In yesterday’s ruling, the tax court agreed.
“The evidence amply supports the conclusions that petitioner suffered from severe GID, that GID is a well-recognized, and serious mental disorder, and that hormone therapy and sex reassignment surgery are considered appropriate and effective treatments for GID by psychiatrists and other mental health professionals who are knowledgeable concerning the condition,’’ the court said in its ruling, according to Associated Press.
O’Donnabhain grew up in a quiet, close-knit Irish Catholic family on Boston’s South Shore, according to a biography from GLAD [pdf]. Although Rhiannon had conflicted feelings about her anatomical gender even in elementary school, she tried hard to fit into the expected male role. After college, Rhiannon, who is now 65, enlisted in the Coast Guard during the Vietnam war. She later worked in construction and as an engineer. She married and fathered three children.
But, though it all, she felt tormented, until she finally began seeing a therapist in 1996. After evaluation, her therapist diagnosed diagnosed her with gender identity disorder (GID). GLAD notes in its biography of O’Donnabhain that medical professionals characterize GID as “a persistent conflict between a person’s birth sex and their gender identity.”

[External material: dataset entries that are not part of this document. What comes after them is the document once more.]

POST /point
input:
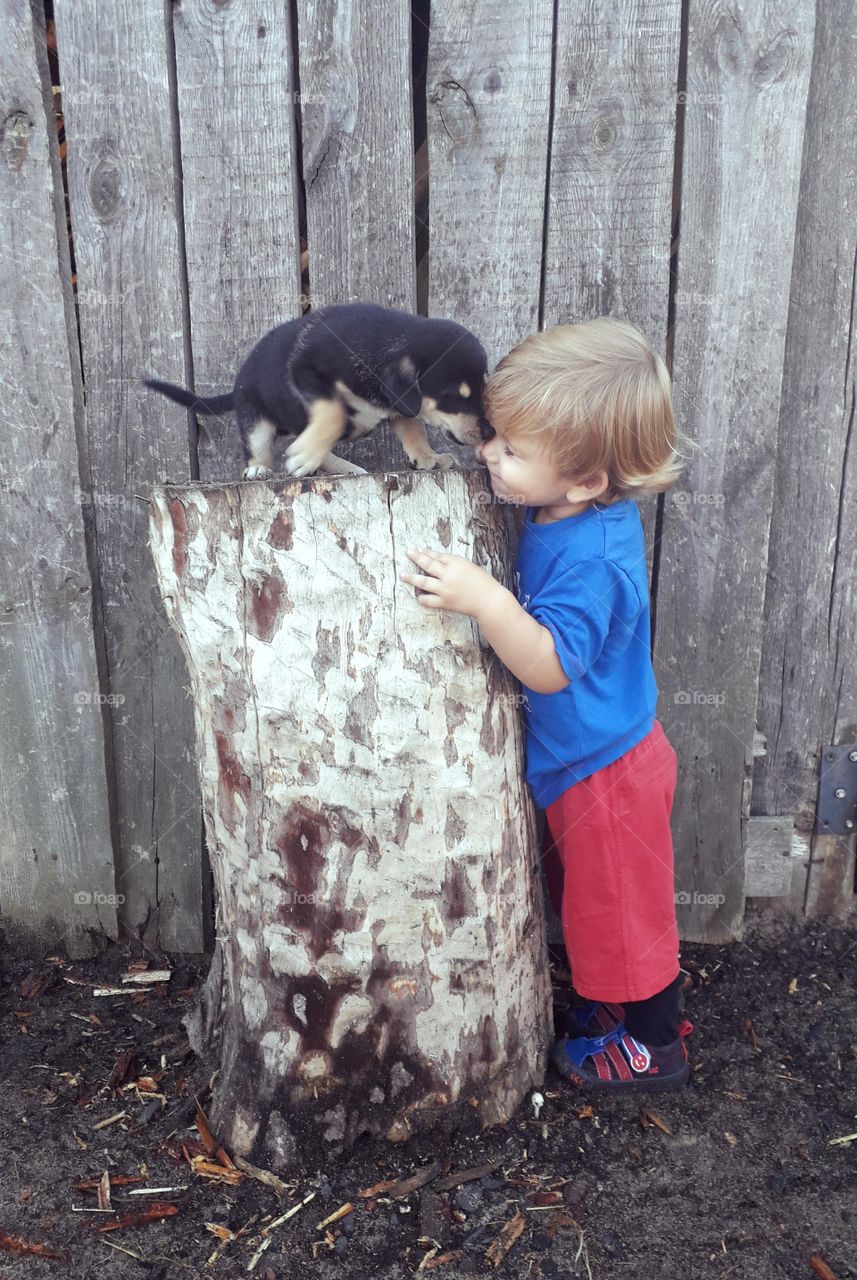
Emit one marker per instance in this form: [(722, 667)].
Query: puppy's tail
[(210, 405)]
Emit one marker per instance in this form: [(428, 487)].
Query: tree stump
[(380, 959)]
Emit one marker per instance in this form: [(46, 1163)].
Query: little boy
[(583, 421)]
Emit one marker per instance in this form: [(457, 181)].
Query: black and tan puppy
[(334, 374)]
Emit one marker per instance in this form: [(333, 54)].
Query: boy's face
[(521, 474)]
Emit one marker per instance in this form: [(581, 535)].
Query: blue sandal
[(621, 1064)]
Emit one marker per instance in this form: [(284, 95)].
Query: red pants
[(608, 854)]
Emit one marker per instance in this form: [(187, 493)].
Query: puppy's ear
[(400, 388)]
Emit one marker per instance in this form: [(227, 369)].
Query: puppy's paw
[(302, 461), (432, 462)]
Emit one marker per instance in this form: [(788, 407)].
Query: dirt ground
[(741, 1174)]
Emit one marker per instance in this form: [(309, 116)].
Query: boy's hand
[(452, 583)]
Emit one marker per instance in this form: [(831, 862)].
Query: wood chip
[(151, 1214), (115, 1180), (464, 1175), (17, 1244), (102, 1124), (499, 1247), (334, 1217), (650, 1118), (440, 1260), (290, 1212), (262, 1175), (147, 977), (404, 1185)]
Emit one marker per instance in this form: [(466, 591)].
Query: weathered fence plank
[(239, 178), (357, 138), (747, 81), (612, 159), (56, 874), (113, 62), (807, 695), (487, 90)]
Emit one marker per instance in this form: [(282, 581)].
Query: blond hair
[(592, 397)]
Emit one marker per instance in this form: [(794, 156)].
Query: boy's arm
[(521, 643)]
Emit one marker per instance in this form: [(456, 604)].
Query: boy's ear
[(400, 388)]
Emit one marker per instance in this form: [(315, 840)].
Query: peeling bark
[(380, 958)]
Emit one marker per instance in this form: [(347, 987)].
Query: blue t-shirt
[(585, 579)]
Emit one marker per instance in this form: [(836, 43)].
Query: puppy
[(334, 374)]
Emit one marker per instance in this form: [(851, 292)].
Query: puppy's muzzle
[(463, 428)]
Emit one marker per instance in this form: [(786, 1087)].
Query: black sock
[(655, 1020)]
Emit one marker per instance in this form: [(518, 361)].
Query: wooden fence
[(177, 178)]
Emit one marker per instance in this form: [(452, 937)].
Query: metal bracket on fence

For Rhiannon, the diagnosis meant that after a lifetime of feeling utterly alone and misunderstood, she finally had a language for what she had experienced since childhood. More than that, there was a prescribed course of treatment—and hope that at last she could feel better.
She took her treatment one step at a time, starting with regular counseling and eventually undertaking hormone therapy. Later, she “came out” as transgender to her family and coworkers, legally changed her name, and presented as female in every aspect of her life. Finally, in 2001, after she and her health care providers determined that surgery was critical to enable her to live her life as a woman, she underwent several surgeries as part of her course of transition.